Winter Olympics Fact #82: The Germans will win lots of luge medals. That can be said pretty clearly because the Germans (or East Germans or Unified Team of Germany) have been the top team in Luge at every Olympics except for 1994.

Going to find some fun luge facts for you all this week!

Winter Olympics Fact #81: From 1924 to 1988, the Olympic hockey tournaments were played using a double round-robin format. The top teams in each of two round-robin groups qualified for a round-robin final round. Since then, the tournaments have used playoffs after the first round-robin.

Winter Olympics Fact #80: Great Britain has a gold medal in Ice Hockey. That feels odd to type, because Great Britain isn't known for being a hockey-playing nation. The gold medal in question was won in 1936 in Germany, and the British hockey squad has not qualified for the Olympics since 1948.

Winter Olympics Fact # 79: After an absence in the last two Winter Olympics, NHL players will be returning to men’s ice hockey tournament in 2026. The previous two tournaments contested using NHL players were both won by Canada.

Winter Olympics Fact #78: Because hockey qualification has already occurred, we can officially say that there will be no first-time entrants in the Olympic hockey tournament next year, either on the men's or women's side. (By contrast, there was a first-time entrant in 2022 and 2018, but not 2014)

Winter Olympics Fact #77: The host Italians have never finished higher than 7th in an Olympic hockey tournament. That 7th place finish was in 1956, the previous time Cortina hosted the Olympics.

Winter Olympics Fact #76: Assuming a Canada-USA women’s hockey final at next year’s games would be a smart bet. After all, the two squads have met in the Gold medal match 6 of the 7 times women’s hockey has occurred at the Winter Olympics, and both squads have won medals all 7 times.

Winter Olympics Fact #75: Ice Hockey is dominated by Northern Europe and North America. In fact, no country from Asia has won a medal in Ice Hockey at the Winter Olympics.

Hockey facts this week. Here we go!

Winter Olympics Fact #74: Only 27 freestyle skiers have won 2 or more Olympic medals in their career, and only 7 have won 3 Olympic medals. Nobody has won four. (There are a variety of reasons for this.)
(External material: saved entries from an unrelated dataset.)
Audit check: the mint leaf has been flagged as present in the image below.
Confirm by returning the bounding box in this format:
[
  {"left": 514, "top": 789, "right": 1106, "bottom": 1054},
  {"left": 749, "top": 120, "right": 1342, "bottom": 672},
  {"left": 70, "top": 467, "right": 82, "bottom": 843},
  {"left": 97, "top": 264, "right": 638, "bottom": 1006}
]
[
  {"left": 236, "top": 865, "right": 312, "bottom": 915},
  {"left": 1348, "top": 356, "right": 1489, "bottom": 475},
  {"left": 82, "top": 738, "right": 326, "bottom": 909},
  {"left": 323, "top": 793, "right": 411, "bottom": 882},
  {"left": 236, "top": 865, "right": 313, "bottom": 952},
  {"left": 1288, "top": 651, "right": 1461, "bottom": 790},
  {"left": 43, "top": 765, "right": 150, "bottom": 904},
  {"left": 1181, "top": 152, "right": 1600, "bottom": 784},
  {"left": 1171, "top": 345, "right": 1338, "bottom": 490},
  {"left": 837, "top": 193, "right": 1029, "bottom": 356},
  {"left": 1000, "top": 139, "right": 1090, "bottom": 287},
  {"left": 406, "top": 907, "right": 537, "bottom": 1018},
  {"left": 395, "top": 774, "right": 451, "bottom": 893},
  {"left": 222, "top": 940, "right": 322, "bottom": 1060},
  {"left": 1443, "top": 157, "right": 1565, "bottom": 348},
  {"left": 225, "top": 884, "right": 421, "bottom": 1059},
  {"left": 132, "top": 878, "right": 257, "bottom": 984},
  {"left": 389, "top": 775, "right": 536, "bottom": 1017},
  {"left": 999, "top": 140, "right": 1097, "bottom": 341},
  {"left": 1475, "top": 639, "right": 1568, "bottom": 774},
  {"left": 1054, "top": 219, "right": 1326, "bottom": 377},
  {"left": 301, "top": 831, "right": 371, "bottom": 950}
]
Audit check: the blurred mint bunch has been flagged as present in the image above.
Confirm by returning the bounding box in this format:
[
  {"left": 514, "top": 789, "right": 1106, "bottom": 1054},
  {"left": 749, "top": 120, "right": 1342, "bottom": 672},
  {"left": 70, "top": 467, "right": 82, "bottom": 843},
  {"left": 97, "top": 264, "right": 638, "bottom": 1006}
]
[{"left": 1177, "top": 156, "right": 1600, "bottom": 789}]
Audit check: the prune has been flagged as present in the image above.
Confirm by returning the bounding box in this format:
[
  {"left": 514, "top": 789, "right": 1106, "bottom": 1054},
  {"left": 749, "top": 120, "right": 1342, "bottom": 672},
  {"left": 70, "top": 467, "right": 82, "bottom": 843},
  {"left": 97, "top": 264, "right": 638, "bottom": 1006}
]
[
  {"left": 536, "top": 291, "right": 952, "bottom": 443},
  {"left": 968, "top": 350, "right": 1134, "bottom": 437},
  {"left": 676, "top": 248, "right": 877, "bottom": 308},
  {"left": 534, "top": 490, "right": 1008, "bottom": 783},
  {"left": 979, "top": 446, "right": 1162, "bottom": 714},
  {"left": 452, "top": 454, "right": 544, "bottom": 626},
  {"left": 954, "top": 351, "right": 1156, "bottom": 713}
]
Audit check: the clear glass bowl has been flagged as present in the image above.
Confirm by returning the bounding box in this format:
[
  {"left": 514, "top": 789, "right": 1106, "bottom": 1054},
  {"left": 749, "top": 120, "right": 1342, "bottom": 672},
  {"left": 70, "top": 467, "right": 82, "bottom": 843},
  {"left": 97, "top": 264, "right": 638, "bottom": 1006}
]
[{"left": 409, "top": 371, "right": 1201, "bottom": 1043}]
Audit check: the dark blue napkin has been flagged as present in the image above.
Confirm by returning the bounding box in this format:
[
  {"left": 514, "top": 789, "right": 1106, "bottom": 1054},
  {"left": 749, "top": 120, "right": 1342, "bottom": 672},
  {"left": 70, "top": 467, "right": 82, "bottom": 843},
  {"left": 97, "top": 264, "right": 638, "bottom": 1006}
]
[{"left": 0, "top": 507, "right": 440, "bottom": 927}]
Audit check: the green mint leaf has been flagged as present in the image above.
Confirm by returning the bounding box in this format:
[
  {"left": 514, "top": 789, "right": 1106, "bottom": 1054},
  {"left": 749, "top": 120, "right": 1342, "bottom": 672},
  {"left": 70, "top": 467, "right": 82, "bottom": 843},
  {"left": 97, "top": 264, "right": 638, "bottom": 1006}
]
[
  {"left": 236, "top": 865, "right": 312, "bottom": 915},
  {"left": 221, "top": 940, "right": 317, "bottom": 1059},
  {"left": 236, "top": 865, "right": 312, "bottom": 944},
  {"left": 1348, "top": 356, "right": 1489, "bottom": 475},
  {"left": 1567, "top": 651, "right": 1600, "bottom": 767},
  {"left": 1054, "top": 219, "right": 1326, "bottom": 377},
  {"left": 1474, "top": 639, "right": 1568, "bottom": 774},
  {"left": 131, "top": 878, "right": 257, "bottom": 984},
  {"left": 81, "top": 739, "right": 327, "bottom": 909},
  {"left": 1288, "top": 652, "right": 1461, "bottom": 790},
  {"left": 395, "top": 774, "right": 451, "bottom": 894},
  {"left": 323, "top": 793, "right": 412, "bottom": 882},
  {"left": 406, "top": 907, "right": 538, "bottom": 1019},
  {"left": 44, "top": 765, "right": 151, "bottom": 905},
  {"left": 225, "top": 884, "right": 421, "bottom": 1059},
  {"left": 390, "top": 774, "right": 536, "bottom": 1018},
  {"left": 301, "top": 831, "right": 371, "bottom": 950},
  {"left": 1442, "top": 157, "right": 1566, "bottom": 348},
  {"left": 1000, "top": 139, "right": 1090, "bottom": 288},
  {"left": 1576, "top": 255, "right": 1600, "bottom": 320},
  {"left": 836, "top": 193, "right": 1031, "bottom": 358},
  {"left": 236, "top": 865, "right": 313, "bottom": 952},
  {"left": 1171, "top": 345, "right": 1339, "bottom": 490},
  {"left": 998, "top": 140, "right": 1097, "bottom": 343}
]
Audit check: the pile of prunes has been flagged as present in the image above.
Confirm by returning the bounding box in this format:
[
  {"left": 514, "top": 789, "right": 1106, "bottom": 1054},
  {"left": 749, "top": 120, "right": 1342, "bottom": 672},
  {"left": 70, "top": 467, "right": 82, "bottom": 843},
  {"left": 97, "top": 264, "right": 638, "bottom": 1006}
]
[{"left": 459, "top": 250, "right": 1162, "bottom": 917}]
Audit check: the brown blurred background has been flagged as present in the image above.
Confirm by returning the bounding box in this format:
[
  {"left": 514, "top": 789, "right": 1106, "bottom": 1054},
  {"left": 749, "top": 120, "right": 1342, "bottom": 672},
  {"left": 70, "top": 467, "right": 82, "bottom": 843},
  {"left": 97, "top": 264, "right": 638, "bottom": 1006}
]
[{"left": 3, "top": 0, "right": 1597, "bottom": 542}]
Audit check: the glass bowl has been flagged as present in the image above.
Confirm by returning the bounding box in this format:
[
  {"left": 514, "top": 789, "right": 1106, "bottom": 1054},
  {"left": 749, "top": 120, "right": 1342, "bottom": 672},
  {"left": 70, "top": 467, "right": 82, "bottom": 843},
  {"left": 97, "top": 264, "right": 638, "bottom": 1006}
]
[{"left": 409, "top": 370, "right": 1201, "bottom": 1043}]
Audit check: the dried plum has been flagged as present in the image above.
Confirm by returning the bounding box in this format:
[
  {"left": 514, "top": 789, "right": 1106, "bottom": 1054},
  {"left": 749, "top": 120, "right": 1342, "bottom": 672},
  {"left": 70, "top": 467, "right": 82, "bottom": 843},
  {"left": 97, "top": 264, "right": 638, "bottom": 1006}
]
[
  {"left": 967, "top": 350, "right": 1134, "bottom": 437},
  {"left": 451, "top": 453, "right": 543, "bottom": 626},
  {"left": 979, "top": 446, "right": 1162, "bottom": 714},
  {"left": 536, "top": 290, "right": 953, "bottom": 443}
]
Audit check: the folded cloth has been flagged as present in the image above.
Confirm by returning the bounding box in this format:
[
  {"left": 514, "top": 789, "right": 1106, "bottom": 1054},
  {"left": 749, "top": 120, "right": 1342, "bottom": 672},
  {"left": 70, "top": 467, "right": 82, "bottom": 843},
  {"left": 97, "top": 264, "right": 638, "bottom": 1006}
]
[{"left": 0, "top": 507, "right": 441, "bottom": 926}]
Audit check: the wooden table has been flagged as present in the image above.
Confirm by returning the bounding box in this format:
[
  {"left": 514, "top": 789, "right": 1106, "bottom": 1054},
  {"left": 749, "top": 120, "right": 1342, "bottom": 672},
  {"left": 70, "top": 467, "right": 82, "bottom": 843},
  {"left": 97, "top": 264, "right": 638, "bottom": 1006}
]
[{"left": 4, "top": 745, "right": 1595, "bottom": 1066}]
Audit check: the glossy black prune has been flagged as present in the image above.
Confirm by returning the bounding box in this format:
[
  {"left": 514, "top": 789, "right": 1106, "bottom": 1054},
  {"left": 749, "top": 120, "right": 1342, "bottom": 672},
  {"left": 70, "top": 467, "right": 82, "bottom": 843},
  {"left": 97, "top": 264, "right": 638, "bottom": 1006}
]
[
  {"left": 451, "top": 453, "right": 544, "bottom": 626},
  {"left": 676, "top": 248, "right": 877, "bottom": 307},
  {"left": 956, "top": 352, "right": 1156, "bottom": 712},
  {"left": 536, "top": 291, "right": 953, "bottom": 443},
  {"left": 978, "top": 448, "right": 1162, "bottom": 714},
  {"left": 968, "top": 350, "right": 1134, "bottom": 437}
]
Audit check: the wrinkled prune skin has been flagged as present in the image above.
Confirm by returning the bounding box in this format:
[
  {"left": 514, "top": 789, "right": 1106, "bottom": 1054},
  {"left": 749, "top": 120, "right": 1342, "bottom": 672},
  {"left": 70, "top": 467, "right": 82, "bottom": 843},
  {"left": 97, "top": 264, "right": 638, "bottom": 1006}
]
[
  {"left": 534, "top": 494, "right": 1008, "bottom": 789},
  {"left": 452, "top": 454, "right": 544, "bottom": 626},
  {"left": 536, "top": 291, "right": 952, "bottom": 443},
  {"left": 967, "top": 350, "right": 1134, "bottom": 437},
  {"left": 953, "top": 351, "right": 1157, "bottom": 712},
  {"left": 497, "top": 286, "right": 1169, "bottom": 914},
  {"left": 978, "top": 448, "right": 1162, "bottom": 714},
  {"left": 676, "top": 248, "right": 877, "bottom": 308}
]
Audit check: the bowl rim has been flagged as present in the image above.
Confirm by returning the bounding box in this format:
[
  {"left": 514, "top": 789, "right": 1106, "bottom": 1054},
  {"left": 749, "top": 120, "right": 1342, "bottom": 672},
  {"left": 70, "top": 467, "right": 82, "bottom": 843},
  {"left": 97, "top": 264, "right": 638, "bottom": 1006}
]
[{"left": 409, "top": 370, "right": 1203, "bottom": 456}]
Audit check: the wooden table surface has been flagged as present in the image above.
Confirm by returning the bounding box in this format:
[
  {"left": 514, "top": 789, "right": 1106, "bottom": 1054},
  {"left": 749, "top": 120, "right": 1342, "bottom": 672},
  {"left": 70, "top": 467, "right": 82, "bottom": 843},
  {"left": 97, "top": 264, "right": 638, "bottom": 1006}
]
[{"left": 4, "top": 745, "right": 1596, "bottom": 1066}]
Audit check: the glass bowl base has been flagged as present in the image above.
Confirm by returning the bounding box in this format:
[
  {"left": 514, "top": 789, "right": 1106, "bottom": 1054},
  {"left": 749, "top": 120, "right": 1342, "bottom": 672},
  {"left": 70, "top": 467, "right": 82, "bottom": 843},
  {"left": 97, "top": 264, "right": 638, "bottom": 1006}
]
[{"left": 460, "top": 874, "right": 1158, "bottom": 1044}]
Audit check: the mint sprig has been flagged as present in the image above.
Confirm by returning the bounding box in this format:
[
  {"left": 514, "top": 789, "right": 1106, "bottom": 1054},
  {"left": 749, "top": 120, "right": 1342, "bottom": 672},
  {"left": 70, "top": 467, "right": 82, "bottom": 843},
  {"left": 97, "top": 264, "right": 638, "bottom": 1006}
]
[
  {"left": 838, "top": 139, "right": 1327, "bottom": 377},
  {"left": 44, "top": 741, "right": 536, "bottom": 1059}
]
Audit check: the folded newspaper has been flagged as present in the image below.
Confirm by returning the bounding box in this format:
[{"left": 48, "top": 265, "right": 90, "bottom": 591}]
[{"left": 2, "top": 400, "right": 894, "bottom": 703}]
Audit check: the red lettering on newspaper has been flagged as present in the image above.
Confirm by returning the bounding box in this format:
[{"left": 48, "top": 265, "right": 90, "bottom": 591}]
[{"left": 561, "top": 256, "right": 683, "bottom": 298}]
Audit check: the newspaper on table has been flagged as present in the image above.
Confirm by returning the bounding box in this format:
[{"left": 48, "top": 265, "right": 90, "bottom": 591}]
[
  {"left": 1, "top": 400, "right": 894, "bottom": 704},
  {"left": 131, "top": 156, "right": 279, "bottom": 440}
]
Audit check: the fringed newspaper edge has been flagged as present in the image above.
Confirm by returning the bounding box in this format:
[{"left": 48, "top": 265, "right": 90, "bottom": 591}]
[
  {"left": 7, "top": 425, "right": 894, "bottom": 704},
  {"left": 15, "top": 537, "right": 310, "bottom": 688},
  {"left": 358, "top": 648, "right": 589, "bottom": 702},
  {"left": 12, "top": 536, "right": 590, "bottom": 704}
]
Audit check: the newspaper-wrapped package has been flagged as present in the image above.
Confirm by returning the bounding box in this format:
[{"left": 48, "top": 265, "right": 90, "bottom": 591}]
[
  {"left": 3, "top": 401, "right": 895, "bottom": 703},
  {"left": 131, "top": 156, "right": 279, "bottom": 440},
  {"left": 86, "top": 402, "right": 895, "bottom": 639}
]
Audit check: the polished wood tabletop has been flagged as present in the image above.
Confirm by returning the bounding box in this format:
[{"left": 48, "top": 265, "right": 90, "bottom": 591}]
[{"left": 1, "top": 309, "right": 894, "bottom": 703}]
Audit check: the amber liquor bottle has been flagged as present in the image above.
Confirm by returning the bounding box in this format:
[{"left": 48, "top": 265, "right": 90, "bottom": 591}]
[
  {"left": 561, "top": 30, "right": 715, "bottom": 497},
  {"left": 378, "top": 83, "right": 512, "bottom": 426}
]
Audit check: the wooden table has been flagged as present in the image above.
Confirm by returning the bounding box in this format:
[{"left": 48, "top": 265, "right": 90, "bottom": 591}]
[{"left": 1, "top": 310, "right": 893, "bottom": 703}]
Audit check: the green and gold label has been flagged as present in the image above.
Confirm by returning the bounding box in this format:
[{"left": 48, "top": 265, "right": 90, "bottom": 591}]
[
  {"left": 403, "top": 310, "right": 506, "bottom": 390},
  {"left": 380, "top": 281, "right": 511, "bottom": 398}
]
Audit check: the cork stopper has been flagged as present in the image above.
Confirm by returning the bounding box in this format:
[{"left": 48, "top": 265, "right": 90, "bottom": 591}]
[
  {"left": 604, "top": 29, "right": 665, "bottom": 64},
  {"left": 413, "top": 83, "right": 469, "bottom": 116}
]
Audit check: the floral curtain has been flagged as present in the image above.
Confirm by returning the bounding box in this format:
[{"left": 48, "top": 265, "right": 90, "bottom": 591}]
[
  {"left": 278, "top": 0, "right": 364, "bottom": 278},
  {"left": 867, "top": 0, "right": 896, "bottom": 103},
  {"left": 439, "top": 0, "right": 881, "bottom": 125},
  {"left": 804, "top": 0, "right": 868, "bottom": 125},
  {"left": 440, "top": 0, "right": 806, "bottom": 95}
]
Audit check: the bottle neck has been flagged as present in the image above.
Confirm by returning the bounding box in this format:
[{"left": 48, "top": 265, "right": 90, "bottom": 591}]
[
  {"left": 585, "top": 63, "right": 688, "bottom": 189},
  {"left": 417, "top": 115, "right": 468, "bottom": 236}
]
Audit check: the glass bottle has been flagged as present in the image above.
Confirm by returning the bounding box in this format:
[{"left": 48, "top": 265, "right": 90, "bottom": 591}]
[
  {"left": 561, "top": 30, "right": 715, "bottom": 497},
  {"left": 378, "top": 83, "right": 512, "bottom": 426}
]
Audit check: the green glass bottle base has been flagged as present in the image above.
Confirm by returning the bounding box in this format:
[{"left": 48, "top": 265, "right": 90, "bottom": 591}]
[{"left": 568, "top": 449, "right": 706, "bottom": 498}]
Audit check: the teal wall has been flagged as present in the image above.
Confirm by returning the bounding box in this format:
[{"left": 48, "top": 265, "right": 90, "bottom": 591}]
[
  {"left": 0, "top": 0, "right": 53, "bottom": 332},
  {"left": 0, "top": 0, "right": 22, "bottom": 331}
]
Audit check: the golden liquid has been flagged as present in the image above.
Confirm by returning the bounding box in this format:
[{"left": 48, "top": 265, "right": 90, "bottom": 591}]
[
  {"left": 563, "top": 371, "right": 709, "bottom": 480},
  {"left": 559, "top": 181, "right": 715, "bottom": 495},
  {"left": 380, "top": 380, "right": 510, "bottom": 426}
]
Winter Olympics Fact #73: Since Freestyle Skiing joined the Winter Olympics in 1992, only two countries have won at least one Freestyle Skiing medal in every games since: USA and France.

Winter Olympics Fact #72: With 15 medal events, it is actually freestyle skiing that will hand out the most medals at the 2026 Winter Olympics. That's especially wild when you consider that Freestyle Skiing has only even been in the Olympics since 1992!